After it has been confirmed that there is cancer in the cervix, the doctor will conduct a number of tests to determine the extent of the spread (stage) of the cancer, including:
Because of this, doctors will recommend screening for cervical cancer, including:
- Vaginal swabs. This procedure involves opening the vagina using a special tool called a speculum or Cocorard duck, then taking a sample of cells from the cervix by eroding cervical tissue with a special brush. to check in the laboratory. With a Pap smear, the presence of abnormal cells that can develop into cancer can be detected.
- HPV DNA examination. Like a Pap smear, the doctor will use a speculum to open the vagina and take cell samples from the cervix to be examined in the laboratory. The difference is that the HPV DNA test is designed to detect the presence of an HPV virus that can trigger cervical cancer.
Doctors recommend that women aged between 21 and 29 years be tested for Pap every 3 years. While in women aged 30 to 64 years, a combination of Pap tests and HPV DNA tests can be done every 5 years, or by doing each test separately every 3 years. For women aged 65 years and over, ask your doctor about the need for a Pap smear.
Patients suspected of having cervical cancer after screening will be asked to undergo colposcopy. Colposcopy is an examination to look for cervical cell abnormalities. Like cervical cancer screening, colposcopy is done by opening the vagina with a speculum. Then the doctor will use a small microscope with a lamp at the end (colposcope) to see the condition of the cervix.
If the doctor discovers abnormalities during a colonoscopy, cervical cell samples will be taken at a biopsy for later examination in the laboratory. A biopsy is performed starting with providing local anesthesia to the patient. Common biopsy methods are punch biopsy and cone biopsy.
Punch biopsy is done by taking cell samples from the surface of the cervix. While on a cone biopsy, the doctor will take a sample of cone-shaped tissue in an area that is usually the beginning of cancer cells. The area covers the outside of the cervix (exocervix), to the internal canal (endocervix).
Besides being used for the diagnosis of cancer cells, cone biopsy can also be used to treat cervical cancer in the early stages. Patients usually do not need additional treatment if all cancer cells are removed. Cone biopsy will not make a patient infertile. However, if the tissue removed is large enough, the patient can give birth prematurely during pregnancy.

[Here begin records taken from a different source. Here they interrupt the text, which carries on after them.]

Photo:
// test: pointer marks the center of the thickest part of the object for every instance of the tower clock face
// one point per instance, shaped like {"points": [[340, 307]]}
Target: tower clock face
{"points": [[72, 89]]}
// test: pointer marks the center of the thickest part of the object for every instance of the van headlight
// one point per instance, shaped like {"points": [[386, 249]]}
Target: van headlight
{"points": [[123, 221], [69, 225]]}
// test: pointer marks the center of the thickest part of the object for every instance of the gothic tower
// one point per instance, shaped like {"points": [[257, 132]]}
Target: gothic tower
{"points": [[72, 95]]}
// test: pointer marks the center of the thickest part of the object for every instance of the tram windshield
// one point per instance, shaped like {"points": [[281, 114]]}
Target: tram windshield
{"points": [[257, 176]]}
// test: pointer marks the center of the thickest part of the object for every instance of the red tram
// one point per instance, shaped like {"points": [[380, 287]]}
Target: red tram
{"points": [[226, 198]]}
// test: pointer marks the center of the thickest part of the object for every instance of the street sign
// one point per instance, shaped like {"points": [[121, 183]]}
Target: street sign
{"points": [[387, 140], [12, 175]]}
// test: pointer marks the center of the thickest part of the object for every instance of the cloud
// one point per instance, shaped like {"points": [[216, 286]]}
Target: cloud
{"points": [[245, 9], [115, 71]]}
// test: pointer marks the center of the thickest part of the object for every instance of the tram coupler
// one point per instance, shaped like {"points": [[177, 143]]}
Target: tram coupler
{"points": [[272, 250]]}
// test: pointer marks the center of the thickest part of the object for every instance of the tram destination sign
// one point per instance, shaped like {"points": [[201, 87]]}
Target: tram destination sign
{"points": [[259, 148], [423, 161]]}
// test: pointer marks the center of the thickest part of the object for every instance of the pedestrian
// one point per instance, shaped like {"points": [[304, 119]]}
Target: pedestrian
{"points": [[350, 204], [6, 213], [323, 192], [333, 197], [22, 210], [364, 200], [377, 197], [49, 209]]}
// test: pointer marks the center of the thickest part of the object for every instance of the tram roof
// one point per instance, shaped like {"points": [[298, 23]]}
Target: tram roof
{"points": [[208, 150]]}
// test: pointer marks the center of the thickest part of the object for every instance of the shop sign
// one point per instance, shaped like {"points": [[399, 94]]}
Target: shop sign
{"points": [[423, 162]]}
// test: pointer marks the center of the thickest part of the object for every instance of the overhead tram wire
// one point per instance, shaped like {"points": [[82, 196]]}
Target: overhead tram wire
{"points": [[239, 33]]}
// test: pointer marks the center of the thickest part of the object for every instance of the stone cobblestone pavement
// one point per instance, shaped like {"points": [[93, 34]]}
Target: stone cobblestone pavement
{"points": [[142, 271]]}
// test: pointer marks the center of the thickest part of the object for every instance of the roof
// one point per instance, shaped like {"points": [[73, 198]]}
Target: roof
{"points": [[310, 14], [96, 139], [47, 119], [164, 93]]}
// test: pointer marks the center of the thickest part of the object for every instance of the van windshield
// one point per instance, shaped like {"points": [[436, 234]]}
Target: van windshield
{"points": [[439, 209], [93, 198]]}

Besides biopsy, cell harvesting can be done with endocervical curettage. The doctor will take cell samples from the laboratory in the narrow channel between the cervix and uterus. Like the biopsy technique, this procedure will cause the patient to experience abdominal pain, cramps, and bleeding.
After it has been confirmed that there is cancer in the cervix, the doctor will conduct a number of tests to determine the extent of the spread (stage) of the cancer, including:
- Blood test. Blood tests are done to check the condition of other organs, such as the liver, kidneys and bone marrow.
- Cystoscopy During this examination procedure, the doctor inserts a small tube with a lamp into the bladder through the urethra. Before undergoing cystoscopy, patients will receive local or total anesthesia if necessary.
- Rectoscopy. Rectoscopy is an examination of the rectum or the extreme part of the large intestine that is connected to the anus. The doctor will insert a tube with a lamp into the anus to determine the possibility of cervical cancer spreading to the rectum.
- Imaging test. One possible X-ray is a chest X-ray to determine the possibility that the cancer has spread to the lungs. In addition, doctors can also do urinary tract x-ray (PIV) to determine whether the cancer is blocking the urinary tract. MRI, CT or computer tomography are also used to determine tumor size and to find out more precisely the level of cancer.